В книге делаются одни из возможных подступов к дисциплине – или к форме философского взгляда – которой (по крайней мере, в русскоязычной мысли) как таковой еще нет, но которая имеет для своего возникновения все основания и, наконец, стала понемногу, на наших глазах, оформляться: к антропологии вещи. Задача этой дисциплины состоит, предположительно, в выявлении человеческих (впрочем, какие бывают еще?) смыслов вещи в их системности. В нащупывании принципов, по которым вещи провоцируют в человеке образование смыслов, собирают и удерживают их вокруг себя – оказываются их аккумуляторами, “притягивателями”, – и в понимании того, как это, в конечном счете, сказывается на формировании самого человека как смыслового явления.
Линию Хайдеггера – в нашей философской культуре не принадлежащую к числу доминирующих – авторы сборника продолжают не только своим вниманием к вещи, но и вслушиванием в язык как источник философских смыслов.
Вообще-то они называют своей задачей вслушивание в собственные голоса и сообщения вещей-собеседников. Правда, в таких случаях человек все равно слышит самого себя – шум в собственных ушах, но правда и то, что с каждой вещью этот шум звучит ему все-таки иначе. Вещи работают как выявители, провокаторы, спусковые крючки человеческого.
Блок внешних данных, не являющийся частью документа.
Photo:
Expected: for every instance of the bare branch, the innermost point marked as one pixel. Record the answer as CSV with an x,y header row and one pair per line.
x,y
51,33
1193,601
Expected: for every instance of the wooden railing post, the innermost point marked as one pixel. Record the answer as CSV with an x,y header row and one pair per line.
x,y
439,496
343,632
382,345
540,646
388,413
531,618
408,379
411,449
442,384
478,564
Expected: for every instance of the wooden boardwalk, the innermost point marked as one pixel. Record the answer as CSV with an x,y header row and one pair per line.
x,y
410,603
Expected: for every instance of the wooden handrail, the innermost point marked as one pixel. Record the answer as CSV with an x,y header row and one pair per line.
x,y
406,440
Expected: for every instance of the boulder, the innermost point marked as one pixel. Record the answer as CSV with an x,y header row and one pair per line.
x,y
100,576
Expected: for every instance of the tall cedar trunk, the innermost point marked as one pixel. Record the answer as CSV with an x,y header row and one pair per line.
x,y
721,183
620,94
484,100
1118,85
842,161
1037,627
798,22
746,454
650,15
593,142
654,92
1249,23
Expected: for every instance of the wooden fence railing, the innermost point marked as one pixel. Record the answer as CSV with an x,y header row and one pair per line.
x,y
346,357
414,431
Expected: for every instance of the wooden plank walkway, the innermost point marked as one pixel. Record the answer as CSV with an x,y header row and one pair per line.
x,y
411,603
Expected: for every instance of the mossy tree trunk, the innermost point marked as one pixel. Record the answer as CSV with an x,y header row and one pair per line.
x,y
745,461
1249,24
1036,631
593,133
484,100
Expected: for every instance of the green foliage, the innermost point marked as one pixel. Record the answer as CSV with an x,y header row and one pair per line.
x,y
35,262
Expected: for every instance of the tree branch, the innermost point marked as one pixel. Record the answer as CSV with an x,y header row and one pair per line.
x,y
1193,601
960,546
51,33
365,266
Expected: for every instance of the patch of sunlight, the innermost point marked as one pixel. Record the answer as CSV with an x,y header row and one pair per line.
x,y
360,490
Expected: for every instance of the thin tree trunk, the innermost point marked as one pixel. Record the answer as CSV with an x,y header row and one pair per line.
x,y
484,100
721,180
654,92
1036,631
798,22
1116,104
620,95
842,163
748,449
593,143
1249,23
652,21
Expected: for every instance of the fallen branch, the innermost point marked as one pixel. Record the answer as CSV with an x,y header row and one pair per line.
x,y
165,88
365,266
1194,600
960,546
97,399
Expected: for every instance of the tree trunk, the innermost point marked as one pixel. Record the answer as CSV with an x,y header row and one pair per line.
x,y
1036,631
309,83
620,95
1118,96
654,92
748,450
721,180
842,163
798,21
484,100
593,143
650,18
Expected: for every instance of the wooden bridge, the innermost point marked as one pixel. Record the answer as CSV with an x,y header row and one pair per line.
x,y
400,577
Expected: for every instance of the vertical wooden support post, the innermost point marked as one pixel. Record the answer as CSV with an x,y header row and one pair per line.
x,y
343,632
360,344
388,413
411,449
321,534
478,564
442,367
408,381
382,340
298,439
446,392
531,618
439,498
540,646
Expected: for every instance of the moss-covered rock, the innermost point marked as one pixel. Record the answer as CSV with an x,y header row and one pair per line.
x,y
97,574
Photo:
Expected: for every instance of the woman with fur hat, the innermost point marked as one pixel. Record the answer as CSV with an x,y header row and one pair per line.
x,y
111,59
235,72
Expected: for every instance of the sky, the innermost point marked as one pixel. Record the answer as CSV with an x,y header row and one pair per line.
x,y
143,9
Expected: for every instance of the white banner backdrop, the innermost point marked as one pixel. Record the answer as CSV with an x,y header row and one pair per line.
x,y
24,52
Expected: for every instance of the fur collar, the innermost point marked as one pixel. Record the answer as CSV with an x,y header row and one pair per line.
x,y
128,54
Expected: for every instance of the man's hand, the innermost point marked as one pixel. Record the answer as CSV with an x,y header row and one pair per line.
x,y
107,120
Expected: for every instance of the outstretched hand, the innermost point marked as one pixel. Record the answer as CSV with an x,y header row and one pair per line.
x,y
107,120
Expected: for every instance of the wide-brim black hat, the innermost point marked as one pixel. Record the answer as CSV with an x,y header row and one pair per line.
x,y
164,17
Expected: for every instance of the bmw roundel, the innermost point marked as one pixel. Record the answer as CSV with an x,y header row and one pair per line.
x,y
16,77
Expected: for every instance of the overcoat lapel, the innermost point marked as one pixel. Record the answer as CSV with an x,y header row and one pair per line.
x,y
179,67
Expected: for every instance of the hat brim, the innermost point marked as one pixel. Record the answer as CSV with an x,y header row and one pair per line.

Интересно, что авторы активно используют философский потенциал метафоры и образа, по сию пору пребывающих по преимуществу, если не исключительно, в художественном ведении. Книга сделана на пересечении философского и художественного дискурсов – в широкой пограничной полосе между ними (она расположена там не вся целиком – есть тексты, которые умещаются на философской стороне целиком – но значительной своей частью). Она использует мало до сих пор востребованные ресурсы (философской) культуры, подтягивая ближе к центру то, что до сих пор оставалось на ее периферии. Как можно говорить, – осмысливается в ней, – о взаимоотношениях человека и вещи без лирики и сентиментальности? Или, что и того важнее: как можно сделать движения совершенно лирического характера (замирание от красоты мира при взгляде в окно; острое чувство домашнего уюта…) предметом – а то и стимулом – философской рефлексии?
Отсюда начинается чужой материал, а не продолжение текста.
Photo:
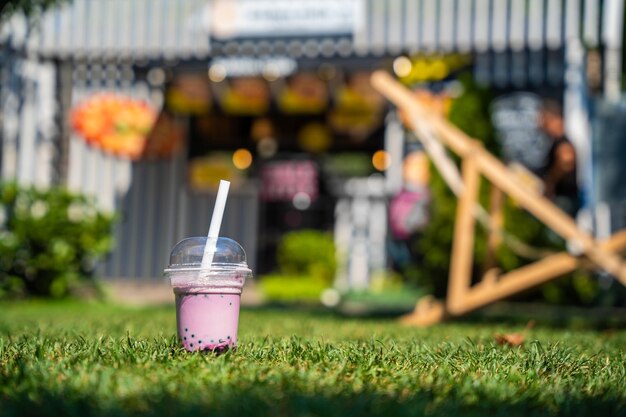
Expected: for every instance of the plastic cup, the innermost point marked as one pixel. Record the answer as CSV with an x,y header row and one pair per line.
x,y
207,300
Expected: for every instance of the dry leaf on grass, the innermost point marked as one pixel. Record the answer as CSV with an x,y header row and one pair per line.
x,y
514,339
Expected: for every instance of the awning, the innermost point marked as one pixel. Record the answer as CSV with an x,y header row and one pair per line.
x,y
185,29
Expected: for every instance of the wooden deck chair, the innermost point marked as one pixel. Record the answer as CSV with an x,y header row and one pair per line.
x,y
436,134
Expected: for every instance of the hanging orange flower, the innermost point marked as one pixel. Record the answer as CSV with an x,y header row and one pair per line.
x,y
116,124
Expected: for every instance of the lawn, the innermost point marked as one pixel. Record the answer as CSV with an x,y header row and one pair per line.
x,y
97,359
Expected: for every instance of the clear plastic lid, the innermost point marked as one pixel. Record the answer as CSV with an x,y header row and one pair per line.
x,y
187,254
228,272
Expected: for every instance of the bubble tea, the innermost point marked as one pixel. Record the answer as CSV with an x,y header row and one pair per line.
x,y
207,299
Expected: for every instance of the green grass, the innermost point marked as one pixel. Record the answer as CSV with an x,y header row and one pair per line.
x,y
95,359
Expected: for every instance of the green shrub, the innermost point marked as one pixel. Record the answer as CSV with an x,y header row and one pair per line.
x,y
50,240
281,287
307,253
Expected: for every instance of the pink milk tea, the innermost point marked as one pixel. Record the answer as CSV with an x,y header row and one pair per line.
x,y
207,300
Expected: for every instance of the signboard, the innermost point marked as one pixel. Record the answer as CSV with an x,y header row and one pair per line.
x,y
282,180
516,119
236,19
274,67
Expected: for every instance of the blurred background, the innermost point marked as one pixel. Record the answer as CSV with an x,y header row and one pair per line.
x,y
118,118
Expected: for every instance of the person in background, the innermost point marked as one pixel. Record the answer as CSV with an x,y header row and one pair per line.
x,y
560,178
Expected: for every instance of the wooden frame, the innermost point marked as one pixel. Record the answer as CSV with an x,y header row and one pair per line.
x,y
462,297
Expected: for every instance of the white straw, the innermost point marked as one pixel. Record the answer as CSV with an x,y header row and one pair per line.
x,y
216,222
Во всяком случае, важно, что происходит настройка непотребительской оптики на вещи – в противовес главенствующим потребительским тенденциям нашей с вами цивилизации; проговаривание надутилитарных смыслов того, что обычно довольствуется статусом утилитарного. Что расширяется круг ресурсов смысла. Он вообще-то и так необозримо широк – но очень немногое, кажется, из этого включено в орбиту профессионально выстроенного, дисциплинированного философского внимания. По крайней мере – на русском языке.
Намечена здесь, кроме всего прочего, очень интересная линия: расширение понятия этики, распространение этики на отношения с вещами. Об этом совершенно красноречиво сказано в открывающей сборник статье Марины Михайловой.
Она говорит о “возможности диалога с вещами”, о том, что “мы можем обратить к вещи вопрос” (диалогичность этична уже сама по себе), вообще “не только помыслить, но и почувствовать” ее, “вступить с нею в значимые отношения”. О том, что “у нас нарушены простые отношения с вещами” – именно в этом автор видит “основную проблему нашего времени”. Где речь заходит об отношениях, об их нарушенности, о недолжном их состоянии – а значит, и о том, что возможно некоторое иное состояние, “должное”, – там уже чистая этика.
Таким образом, происходит развитие понимания того, что этика – дело не только межчеловеческое. В пределе, она касается отношений с миром в целом. И уж во всяком случае – с миром ближайшим, до которого дотягиваются рука и глаз, который подвержен нашему воздействию.